Audre Lorde's Home Is Now a Historic Landmark

audre lorde home historic landmark new york city poet black lesbian feminist intersectionality

This house won't be dismantled anytime soon.

Audre Lorde has received yet another posthumous honor. New York City's city council has declared her Staten Island home a historic landmark based on her contributions to LGBTQ+ history.

The celebrated Black lesbian author and advocate pushed for mainstream feminism to become more attuned to intersectionality and critiqued how the mainstream feminist movement was too centered on white, heterosexual women. In addition to writing seminal books like Sister Outsider and Your Silence Will Not Protect You, she was also a member of the Combahee River Collective, a Black lesbian feminist group.

The 1979 essay "The Master's Tools Will Never Dismantle the Master's House" is among her most influential and oft-quoted essays, in which she calls attention to how the tactics used by mainstream feminism for gender liberation often run counter to the cause and instead reinforce the oppression they seek to undo.

"They may allow us temporarily to beat him at his own game, but they will never enable us to bring about genuine change," Lorde wrote. "And this fact is only threatening to those women who still define the master's house as their only source of support."

Lorde lived in a Staten Island home with her partner Frances Clayton and two children from 1972 to 1987, which is also where she wrote many of her most famous works. She passed away in 1992 after years of struggling with cancer, an experience she detailed in works such as The Cancer Journals and Bursts of Light.

After her death, the Audre Lorde Project, a Brooklyn-based nonprofit and advocacy organization serving LGBTQ+ communities of color, was named in her honor..

Lorde's home was among the locations shortlisted by the New York City's Landmarks Preservation Commission during Pride month this year, an esteemed list that included James Baldwin's Upper West Side apartment.

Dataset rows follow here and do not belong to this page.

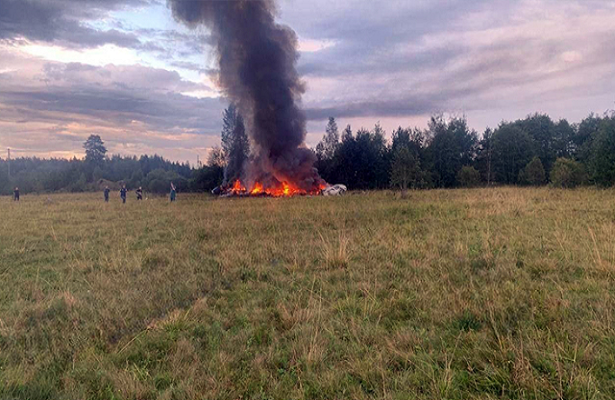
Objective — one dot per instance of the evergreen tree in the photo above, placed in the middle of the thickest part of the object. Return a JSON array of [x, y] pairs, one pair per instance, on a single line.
[[406, 169], [468, 177], [534, 173], [512, 151], [602, 162], [95, 150], [235, 144], [568, 173], [325, 150]]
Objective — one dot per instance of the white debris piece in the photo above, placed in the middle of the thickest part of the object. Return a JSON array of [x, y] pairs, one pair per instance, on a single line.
[[335, 190]]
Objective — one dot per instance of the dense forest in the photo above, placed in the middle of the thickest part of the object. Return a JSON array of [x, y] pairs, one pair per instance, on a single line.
[[531, 151]]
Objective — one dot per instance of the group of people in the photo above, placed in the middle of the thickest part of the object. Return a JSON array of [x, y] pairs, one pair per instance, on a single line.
[[138, 192]]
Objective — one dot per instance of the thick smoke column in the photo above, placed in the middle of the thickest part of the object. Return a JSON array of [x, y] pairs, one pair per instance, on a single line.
[[257, 59]]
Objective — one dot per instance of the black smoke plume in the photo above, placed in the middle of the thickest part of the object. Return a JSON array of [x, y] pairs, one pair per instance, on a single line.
[[257, 71]]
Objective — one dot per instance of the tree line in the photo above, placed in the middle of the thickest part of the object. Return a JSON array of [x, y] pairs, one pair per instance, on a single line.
[[94, 172], [532, 151]]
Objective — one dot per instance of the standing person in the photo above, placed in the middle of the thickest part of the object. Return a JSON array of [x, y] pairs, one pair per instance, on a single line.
[[173, 192], [123, 192]]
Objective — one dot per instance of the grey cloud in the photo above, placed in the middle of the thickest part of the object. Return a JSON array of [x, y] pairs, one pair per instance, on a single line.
[[114, 95], [62, 21]]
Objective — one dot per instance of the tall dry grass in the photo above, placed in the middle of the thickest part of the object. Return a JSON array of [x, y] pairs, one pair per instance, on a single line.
[[459, 294]]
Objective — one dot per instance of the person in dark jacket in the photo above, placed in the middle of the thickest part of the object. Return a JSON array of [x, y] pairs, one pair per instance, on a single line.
[[123, 192], [173, 192]]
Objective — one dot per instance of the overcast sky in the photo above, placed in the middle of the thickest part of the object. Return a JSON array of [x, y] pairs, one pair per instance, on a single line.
[[124, 69]]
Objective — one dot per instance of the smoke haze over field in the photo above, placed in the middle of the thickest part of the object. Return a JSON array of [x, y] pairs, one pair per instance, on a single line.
[[257, 59], [137, 75]]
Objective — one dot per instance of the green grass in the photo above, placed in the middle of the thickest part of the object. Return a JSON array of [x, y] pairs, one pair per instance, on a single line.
[[463, 294]]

The designation was subsequently approved by the full city council to ring in LGBTQ+ History Month, an annual observance that takes place in October.

Andrew Dolkart, co-director of the NYC LGBT Historic Sites Project, said the organization was "thrilled" to add Lorde's home to New York City's list of historic sites and to honor its "rich [LGBTQ+] history."

In a June press release, Dolkart said the selections add "to the diversity of places officially recognized by the city."

The other buildings that were granted landmark status are Caffe Cino, the LGBT Community Center, the Women's Liberation Center, and the Gay Activists Alliance Firehouse. In total, there are 239 sites on the growing list, which include Carnegie Hall and the Stonewall Inn, the latter of which is often viewed as the birthplace of the modern LGBTQ+ rights movement.